Encelia farinosa is common in the southwestern United States (California, Arizona, Utah, and Nevada) and northern Mexico (Baja California, Baja California Sur, Sonora, Sinaloa, and Hidalgo).

It can be found in a variety of habitats from dry, gravelly slopes to open, sandy washes up to 1000 m above sea level. It requires a very sunny position in a deep very well-drained soil, and minimal winter frost.

It does well in cultivation often being used for border, erosion control, ground cover and massing. Recently the plant has spread dramatically in areas not natural to its distribution in large part because Caltrans has begun to use it in hydroseeding.

== Uses ==
Brittlebush has a long history of uses by indigenous and pioneer peoples, including:
- Glue: The resin collected from the base of the plant, yellowish to brown, can be heated and used as a glue.

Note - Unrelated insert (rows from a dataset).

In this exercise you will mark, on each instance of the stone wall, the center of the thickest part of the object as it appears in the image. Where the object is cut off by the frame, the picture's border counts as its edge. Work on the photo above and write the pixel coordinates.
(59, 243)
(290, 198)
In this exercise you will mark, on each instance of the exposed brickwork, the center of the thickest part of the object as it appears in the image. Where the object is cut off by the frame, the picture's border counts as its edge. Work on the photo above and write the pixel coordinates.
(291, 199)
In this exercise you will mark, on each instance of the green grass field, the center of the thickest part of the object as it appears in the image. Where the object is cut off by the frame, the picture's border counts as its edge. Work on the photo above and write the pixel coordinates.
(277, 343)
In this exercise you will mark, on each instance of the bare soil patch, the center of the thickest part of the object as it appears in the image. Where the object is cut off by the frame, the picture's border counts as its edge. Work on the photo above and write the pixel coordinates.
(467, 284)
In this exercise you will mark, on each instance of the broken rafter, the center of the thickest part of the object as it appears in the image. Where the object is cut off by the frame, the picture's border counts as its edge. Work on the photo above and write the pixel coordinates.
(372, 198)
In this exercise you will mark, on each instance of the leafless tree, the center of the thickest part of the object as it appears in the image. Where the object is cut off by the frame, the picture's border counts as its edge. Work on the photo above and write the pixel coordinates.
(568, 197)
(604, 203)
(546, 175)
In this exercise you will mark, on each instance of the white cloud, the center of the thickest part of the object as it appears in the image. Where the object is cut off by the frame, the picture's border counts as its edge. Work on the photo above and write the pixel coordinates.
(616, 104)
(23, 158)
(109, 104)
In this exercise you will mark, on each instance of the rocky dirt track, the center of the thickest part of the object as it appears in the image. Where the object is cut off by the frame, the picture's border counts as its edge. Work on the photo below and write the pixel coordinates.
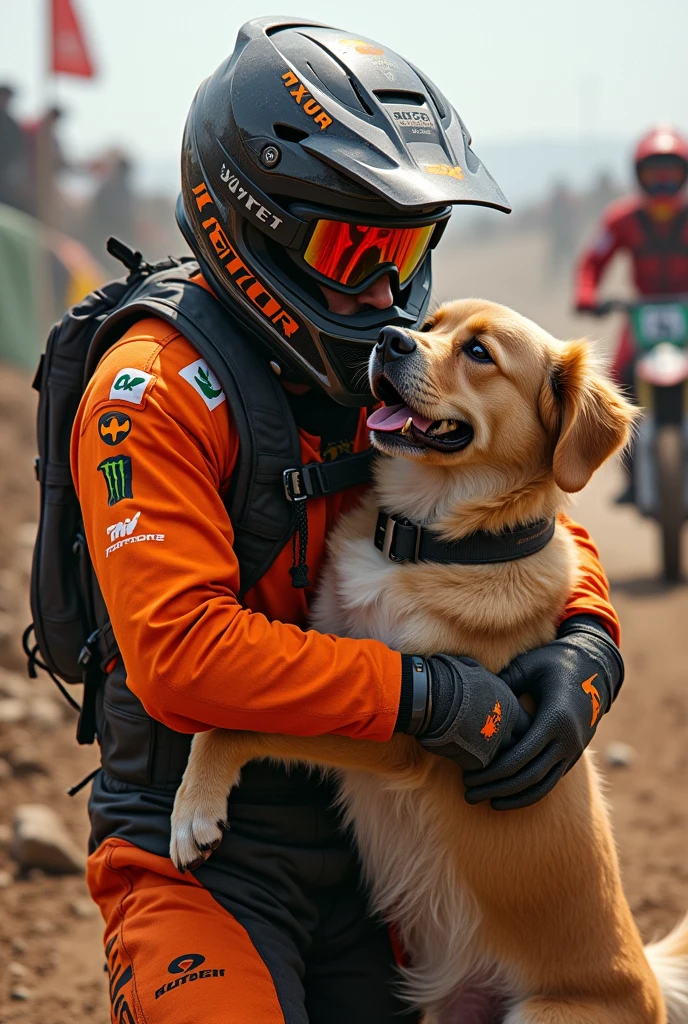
(51, 965)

The O'odham and Seri use it for hafting, to hold points on arrows and harpoons.
- Sealer: A different sort of resin collected from the upper stems is more gummy and generally a clear yellow. The Seri use this to seal pottery vessels.
- Incense: Early Spanish friars learned that the resin made a highly fragrant incense, akin to frankincense in odor.

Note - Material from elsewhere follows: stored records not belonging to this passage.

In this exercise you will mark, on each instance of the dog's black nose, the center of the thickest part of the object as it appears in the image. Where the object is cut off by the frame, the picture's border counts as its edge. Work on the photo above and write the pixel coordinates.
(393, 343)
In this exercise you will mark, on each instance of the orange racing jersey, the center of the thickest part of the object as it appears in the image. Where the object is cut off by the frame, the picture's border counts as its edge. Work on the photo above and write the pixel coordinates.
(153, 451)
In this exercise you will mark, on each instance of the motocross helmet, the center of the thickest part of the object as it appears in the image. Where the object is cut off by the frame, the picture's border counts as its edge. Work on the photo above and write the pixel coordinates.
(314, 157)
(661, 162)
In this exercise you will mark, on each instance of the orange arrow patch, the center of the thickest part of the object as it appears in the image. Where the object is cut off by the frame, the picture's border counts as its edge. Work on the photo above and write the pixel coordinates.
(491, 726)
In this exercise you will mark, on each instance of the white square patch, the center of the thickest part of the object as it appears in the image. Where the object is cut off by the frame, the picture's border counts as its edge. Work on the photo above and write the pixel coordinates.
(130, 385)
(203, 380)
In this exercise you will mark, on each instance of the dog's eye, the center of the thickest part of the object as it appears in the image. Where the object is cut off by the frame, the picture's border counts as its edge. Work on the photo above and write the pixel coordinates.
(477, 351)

- Gum: The Sells area Tohono O'odham children use upper stem resin as a passable chewing gum.
- Toothbrush: Oldtime cowboys used brittlebush stem as a fine toothbrush.
- Medicinal: Seri use brittlebush to treat toothache; the bark is removed, the branch heated in ashes, and then placed in the mouth to "harden" a loose tooth. The Cahuilla used brittlebush to treat toothaches as well, and used it as a chest pain reliever by heating the gum and applying it to the chest.
- Waterproofing: It has been used to waterproof containers.
- Varnish: It has been melted then used as a varnish.